[sf-lug] SFLUG.org ...
Rick Moen
rick at linuxmafia.com
Sat Apr 13 02:36:04 PDT 2019
Quoting Michael Paoli (Michael.Paoli at cal.berkeley.edu):
> We can be clever:
> $ (for d in $(whois sf-lug.org | sed -ne '/^Name Server: /!d;s/^Name
> Server: *//;s/.*/\L&/;s/[^\.]$/&./;p'); do echo "$d" $(dig +short
> "$d" A "$d" AAAA); done)
> ns1.linuxmafia.com. 198.144.195.186
> ns.primate.net. 198.144.194.12 2001:470:1f04:51a::2
> ns1.svlug.org. 64.62.190.98 2600:3c01::f03c:91ff:fe96:e78e
> ns1.sf-lug.org. 198.144.194.238 2001:470:1f04:19e::2
> $
I don't knock what works, even if that _is_ ugly as sin, and the sed
stuff looks more than usual like a picket fence that fell over onto some
tumbleweeds. I'll be taking it apart, and thanks for the (I assume)
working incantation.
What I was stumped by was why this sort of thing fails:
$ whois sf-lug.org | grep 'Name Server' | awk '{print $3}' | xargs -L 1 host
Strip the last pipe, and the output's certainly correct:
$ whois sf-lug.org | grep 'Name Server' | awk '{print $3}'
NS1.LINUXMAFIA.COM
NS.PRIMATE.NET
NS1.SVLUG.ORG
NS1.SF-LUG.ORG
$
(I like to build up shell incantations that way, so each addition is
self-explanatory and easy to check.)
I tried redirecting that to temp work file /tmp/ns, and then various
kludges to get host(1) read that from stdin, and couldn't seem to make
that function -- before needing to cut bait because this was taking too
long. Always, the host(1) invocation returns 'not found: 3(NXDOMAIN)',
and my best guess is there's some weirdness involving quoting and
subshells -- which is a good guess in shell scripting at the best of
times.
> Minimum "required" nameservers (per RFC) is 3, max recommended is ...

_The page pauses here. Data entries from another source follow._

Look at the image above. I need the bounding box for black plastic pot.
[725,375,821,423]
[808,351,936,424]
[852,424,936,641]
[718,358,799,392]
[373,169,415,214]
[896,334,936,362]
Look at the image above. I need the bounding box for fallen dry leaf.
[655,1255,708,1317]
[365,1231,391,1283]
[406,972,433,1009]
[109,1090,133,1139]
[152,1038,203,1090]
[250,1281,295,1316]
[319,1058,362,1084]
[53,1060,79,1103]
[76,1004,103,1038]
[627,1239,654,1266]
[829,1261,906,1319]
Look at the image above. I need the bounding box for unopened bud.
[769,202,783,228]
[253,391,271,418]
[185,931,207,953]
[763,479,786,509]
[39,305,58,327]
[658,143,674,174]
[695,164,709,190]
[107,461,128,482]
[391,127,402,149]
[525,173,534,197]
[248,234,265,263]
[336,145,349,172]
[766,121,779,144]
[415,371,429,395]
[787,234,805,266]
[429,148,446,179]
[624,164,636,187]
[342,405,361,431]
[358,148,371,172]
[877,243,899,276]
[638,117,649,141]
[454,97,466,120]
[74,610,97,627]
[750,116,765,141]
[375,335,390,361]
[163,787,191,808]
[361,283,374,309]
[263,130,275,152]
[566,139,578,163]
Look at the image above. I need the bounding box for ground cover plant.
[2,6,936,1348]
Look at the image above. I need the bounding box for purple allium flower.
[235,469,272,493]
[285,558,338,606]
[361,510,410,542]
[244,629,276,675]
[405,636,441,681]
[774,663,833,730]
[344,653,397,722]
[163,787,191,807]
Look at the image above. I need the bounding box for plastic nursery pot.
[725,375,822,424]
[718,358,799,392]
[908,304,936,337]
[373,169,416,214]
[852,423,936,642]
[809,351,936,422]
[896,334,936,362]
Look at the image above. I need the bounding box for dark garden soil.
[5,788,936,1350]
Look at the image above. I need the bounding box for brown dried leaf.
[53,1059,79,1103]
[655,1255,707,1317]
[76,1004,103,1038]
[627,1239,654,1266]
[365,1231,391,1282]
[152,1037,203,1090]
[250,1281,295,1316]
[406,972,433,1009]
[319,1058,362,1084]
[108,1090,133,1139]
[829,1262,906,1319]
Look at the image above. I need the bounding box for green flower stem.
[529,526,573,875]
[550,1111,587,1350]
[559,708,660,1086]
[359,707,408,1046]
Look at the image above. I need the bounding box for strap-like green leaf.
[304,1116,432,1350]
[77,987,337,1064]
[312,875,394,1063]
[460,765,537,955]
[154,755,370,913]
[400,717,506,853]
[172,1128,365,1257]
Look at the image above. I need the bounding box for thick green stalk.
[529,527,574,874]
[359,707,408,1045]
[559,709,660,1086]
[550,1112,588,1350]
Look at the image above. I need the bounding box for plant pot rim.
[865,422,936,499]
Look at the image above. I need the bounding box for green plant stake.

> I think (typically) 7 - though it also depends slightly on length of some
> of the bits of DNS data (e.g. root (.) is a very special case - absolute
> shortest of names, so there's more room for NS data in a single 512 byte
> UDP packet).
It's RFC-2182 section 5, FWIW (min 3, max 7).